It was the same for our Lord.
Isaiah 53:3 NASB95
He was despised and forsaken of men, A man of sorrows and acquainted with grief; And like one from whom men hide their face He was despised, and we did not esteem Him.
Isaiah 53:7 NASB95
He was oppressed and He was afflicted, Yet He did not open His mouth; Like a lamb that is led to slaughter, And like a sheep that is silent before its shearers, So He did not open His mouth.
Philippians 2:6–8 NASB95
who, although He existed in the form of God, did not regard equality with God a thing to be grasped, but emptied Himself, taking the form of a bond-servant, and being made in the likeness of men. Being found in appearance as a man, He humbled Himself by becoming obedient to the point of death, even death on a cross.
But He suffered so that He might obtain glory, even as He prayed in the garden:
John 17:1–5 NASB95
Jesus spoke these things; and lifting up His eyes to heaven, He said, “Father, the hour has come; glorify Your Son, that the Son may glorify You, even as You gave Him authority over all flesh, that to all whom You have given Him, He may give eternal life. “This is eternal life, that they may know You, the only true God, and Jesus Christ whom You have sent. “I glorified You on the earth, having accomplished the work which You have given Me to do. “Now, Father, glorify Me together with Yourself, with the glory which I had with You before the world was.
Philippians 2:9–11 NASB95
For this reason also, God highly exalted Him, and bestowed on Him the name which is above every name, so that at the name of Jesus every knee will bow, of those who are in heaven and on earth and under the earth, and that every tongue will confess that Jesus Christ is Lord, to the glory of God the Father.
And this then is our inheritance. If we suffer with him, we will be glorified with him. Therefore, we hope for what we do not see, and with perseverance we wait for it.
And until that day, we pray with Henry Francis Lyte:
Jesus, I my cross have taken, all to leave and follow you; destitute, despised, forsaken, you on earth once suffered, too. Perish ev'ry fond ambition, all I've ever hoped or known; yet how rich is my condition, God and heav'n are still my own!

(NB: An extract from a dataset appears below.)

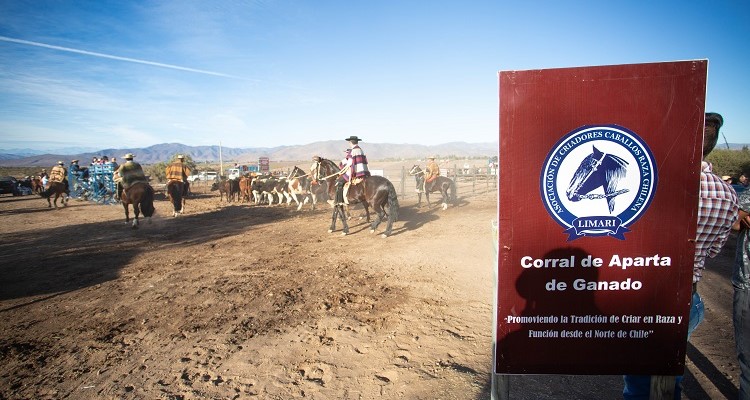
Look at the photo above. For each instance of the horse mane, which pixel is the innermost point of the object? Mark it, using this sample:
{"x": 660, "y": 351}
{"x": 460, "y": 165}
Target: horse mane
{"x": 613, "y": 177}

Let the world despise and leave me; they have left my Savior, too. Human hearts and looks deceive me; you are not, like them, untrue. And, since you have smiled upon me, God of wisdom, love, and might, foes may hate and friends may shun me; show your face, and all is bright.

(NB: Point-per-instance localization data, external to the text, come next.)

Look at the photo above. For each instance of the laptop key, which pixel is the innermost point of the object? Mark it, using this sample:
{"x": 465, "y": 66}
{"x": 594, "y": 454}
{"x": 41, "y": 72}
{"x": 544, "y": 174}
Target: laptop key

Go, then, earthly fame and treasure! Come, disaster, scorn, and pain! In your service pain is pleasure, with your favor loss is gain. I have called you Abba, Father; you my all in all shall be. Storms may howl, and clouds may gather, all must work for good to me.
Haste, my soul, from grace to glory, armed by faith and winged by prayer; all but heav'n is transitory, God's own hand shall guide you there. Soon shall end this earthly story, swift shall pass the pilgrim days, hope soon change to heav'nly glory, faith to sight and prayer to praise.